Também é preciso dar esperanças - no plural mesmo. O estresse
acentuado pelo qual um adolescente passa é natural. Mas,
quando ele passa do ponto - dando sinais comportamentais como
apatia ou muita agitação - e chega a níveis de depressão e
ansiedade, é importante que o adolescente saiba que aquilo não
é permanente e que os sintomas de uma depressão não vão
defini-lo.
Pergunte sobre pensamentos de automutilação. Nos últimos
anos, a prática tem chamado atenção de pais e especialistas. No
filme, O filho, o pai do adolescente Nicholas enlouquece quando
vê que o menino continua a se cortar. Ele não entende o que
pode estar acontecendo e pergunta insistentemente ao filho por
quê ele faz aquilo.
Nicholas diz que é para tirar a dor que carrega dentro do peito. É
para desfocar do sentimento que ele não consegue suportar e
para isso, ele precisa produzir alguma outra dor. E é esta a
resposta em 99% dos casos de mutilação de adolescentes.

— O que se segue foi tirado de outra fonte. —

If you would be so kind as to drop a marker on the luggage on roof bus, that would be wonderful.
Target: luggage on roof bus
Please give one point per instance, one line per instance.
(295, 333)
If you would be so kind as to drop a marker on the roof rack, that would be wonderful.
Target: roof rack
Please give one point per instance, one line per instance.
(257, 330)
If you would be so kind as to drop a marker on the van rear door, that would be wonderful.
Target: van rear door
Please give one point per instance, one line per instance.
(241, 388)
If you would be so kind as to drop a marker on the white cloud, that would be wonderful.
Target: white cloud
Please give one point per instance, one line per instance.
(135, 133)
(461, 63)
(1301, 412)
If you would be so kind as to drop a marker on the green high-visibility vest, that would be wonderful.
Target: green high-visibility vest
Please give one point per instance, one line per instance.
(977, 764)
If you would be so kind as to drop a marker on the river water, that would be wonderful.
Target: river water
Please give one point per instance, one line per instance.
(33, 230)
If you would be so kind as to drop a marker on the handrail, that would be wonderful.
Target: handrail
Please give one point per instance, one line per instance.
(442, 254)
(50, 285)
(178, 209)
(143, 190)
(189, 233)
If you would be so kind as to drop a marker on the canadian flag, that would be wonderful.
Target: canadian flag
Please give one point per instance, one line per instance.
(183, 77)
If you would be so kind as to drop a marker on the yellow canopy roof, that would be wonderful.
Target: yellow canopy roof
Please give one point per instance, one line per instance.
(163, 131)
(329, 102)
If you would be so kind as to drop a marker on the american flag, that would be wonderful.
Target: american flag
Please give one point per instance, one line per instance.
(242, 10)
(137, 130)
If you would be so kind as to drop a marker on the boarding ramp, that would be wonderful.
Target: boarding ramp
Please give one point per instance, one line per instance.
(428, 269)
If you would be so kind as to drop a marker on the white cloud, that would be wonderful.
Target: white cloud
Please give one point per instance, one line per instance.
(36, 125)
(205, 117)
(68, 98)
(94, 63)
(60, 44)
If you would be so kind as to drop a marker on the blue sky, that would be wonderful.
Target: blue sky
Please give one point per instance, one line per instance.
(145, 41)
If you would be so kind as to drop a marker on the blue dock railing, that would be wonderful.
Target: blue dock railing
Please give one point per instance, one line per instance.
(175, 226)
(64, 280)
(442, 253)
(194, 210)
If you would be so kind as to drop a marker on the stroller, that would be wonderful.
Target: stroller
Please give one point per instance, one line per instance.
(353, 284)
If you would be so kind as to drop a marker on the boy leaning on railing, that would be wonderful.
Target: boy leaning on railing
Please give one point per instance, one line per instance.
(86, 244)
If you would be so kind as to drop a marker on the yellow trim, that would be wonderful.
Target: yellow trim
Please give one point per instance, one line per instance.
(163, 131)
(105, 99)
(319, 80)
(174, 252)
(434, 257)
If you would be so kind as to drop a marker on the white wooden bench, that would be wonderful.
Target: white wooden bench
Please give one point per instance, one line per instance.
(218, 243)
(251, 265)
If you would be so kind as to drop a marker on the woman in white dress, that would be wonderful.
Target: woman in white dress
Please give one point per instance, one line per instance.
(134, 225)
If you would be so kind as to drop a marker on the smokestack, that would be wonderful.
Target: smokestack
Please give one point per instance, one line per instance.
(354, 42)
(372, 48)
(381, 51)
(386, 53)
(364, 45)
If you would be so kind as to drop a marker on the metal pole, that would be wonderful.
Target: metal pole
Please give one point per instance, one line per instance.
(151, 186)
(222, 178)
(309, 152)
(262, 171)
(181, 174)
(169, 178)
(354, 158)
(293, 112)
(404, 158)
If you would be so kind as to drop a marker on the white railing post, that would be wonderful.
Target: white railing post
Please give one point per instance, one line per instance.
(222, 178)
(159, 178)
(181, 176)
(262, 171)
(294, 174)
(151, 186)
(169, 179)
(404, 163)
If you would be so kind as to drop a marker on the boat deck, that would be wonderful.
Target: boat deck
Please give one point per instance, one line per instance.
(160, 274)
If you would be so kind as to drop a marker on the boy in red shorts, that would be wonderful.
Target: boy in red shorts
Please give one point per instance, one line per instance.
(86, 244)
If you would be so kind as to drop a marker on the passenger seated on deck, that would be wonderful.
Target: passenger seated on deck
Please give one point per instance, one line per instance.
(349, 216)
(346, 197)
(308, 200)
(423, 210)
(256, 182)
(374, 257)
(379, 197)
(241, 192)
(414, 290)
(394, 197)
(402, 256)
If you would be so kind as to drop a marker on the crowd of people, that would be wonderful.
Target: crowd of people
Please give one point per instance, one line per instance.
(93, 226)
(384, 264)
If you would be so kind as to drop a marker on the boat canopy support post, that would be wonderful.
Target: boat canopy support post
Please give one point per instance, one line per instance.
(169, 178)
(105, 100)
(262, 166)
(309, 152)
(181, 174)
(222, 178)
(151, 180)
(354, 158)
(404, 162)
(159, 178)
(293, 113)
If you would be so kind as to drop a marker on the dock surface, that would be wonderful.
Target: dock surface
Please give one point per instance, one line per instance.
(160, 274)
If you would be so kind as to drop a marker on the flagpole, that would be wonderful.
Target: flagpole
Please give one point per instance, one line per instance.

O que fazer? A recomendação é ouvir, escutar e deixar claro que
o adolescente tem apoio. A gente precisa começar a dar apoio
aos adolescentes. A gente precisa começar a cuidar dos
machucados que eles fazem.
Por que é que a gente corre e acode uma criança quando ela cai
e não faz o mesmo com o adolescente? Adolescentes se
machucam e também precisam de carinho, de band-aid dentro do
peito. E como é que a gente faz isso? Mostrando que se importa.
O psiquiatra americano Jerome Motto percebeu que quando
médicos enviavam mensagens de check-in atenciosos a seus
pacientes, eles sentiam-se mais valorizados e, o que poderia ser
um ato pequeno ou até burocrático, passou a ser uma ferramenta
importante capaz de reduzir significativamente o risco de
suicídio de uma pessoa - isto inclui um adolescente.
Onde estou querendo chegar? Ao início deste texto: em 2019,
21% dos nossos adolescentes disseram que a vida não valia a
pena. Vivemos um colapso, uma crise de saúde mental na
adolescência e as melhores ferramentas ainda são a escuta, o
afeto e gentileza para com o outro.
A gente vive a negligência absoluta à saúde mental desta
geração e ela já nos deu sinais de que não dá conta de tamanha
dor, de tamanha violência. Adolescentes também precisam ser
cuidados. E tenho certeza que somos capazes.